# My German Shepherd



## dds7155 (Nov 8, 2013)

he's old now ,10 , even with the faults of this breed i will always have one ,,


----------



## lisa127 (Nov 8, 2013)

He is stunning. GSD's have always been my favorite breed, though I mostly choose mutts. I understand what Tom was saying and agree with it. I also agree with him in saying that if you find a good one, there is no better dog. 

I used to work at an animal shelter. We had a female GSD come in and I took her outside for a walk. She was wonderful and friendly with me and the people we saw on our walk. Same thing for our next walk. By the following week she was attached to me. At that point when we went on walks she was no longer so friendly with strangers and would not allow them to approach anymore. In fact, she wouldn't let someone approach who had approached on our first walk.

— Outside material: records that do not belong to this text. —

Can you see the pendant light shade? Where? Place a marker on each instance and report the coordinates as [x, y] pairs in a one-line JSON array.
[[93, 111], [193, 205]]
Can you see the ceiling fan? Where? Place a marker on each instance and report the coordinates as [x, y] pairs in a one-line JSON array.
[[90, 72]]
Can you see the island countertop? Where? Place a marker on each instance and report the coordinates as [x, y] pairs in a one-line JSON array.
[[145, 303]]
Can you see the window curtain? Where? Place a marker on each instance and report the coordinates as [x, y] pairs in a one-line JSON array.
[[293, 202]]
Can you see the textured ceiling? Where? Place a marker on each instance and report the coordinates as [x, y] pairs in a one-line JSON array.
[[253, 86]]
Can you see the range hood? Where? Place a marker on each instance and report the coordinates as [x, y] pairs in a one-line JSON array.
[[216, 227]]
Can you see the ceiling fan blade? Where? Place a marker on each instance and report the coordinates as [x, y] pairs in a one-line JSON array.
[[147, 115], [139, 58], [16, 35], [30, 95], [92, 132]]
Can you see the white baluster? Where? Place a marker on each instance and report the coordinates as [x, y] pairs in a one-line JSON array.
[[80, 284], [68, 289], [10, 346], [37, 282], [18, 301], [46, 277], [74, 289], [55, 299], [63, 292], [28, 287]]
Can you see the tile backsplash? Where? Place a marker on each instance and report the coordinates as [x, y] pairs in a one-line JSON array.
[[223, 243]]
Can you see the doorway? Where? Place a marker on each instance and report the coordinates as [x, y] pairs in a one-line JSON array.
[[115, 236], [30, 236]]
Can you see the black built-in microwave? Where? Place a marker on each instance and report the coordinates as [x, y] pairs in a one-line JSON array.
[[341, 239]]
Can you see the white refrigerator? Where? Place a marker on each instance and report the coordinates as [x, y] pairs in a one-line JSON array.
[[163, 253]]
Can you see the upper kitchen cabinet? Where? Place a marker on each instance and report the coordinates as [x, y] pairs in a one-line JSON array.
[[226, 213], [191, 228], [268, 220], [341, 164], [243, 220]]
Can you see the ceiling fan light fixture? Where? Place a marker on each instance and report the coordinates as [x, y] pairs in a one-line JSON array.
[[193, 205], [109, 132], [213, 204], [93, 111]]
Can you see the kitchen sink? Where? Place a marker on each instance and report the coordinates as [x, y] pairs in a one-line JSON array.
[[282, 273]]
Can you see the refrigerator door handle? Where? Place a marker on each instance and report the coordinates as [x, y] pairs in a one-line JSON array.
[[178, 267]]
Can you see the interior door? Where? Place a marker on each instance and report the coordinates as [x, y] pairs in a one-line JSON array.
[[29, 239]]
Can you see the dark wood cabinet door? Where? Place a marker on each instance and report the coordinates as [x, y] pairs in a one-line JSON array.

I know you have to be careful with the breed. But I can't help but love their loyalty and protectiveness of the people they love.


----------



## Yvonne G (Nov 8, 2013)

That's the way I feel about dobermans...I'll always have one.

Your dog is beautiful.


----------



## kathyth (Nov 8, 2013)

He is gorgeous!


----------



## dds7155 (Nov 8, 2013)

Thank you, we all love our dogs don't we


----------



## wellington (Nov 8, 2013)

He is a nice looking dog. Yes, we do all love our dogs.


----------



## thatrebecca (Nov 8, 2013)

Gorgeous! Thanks for sharing.


----------



## Kara (Nov 8, 2013)

We DO love our dogs! Yours is beautiful. Are you getting a puppy?


----------



## AnnV (Nov 10, 2013)

Gorgeous!
I am biased, though.


----------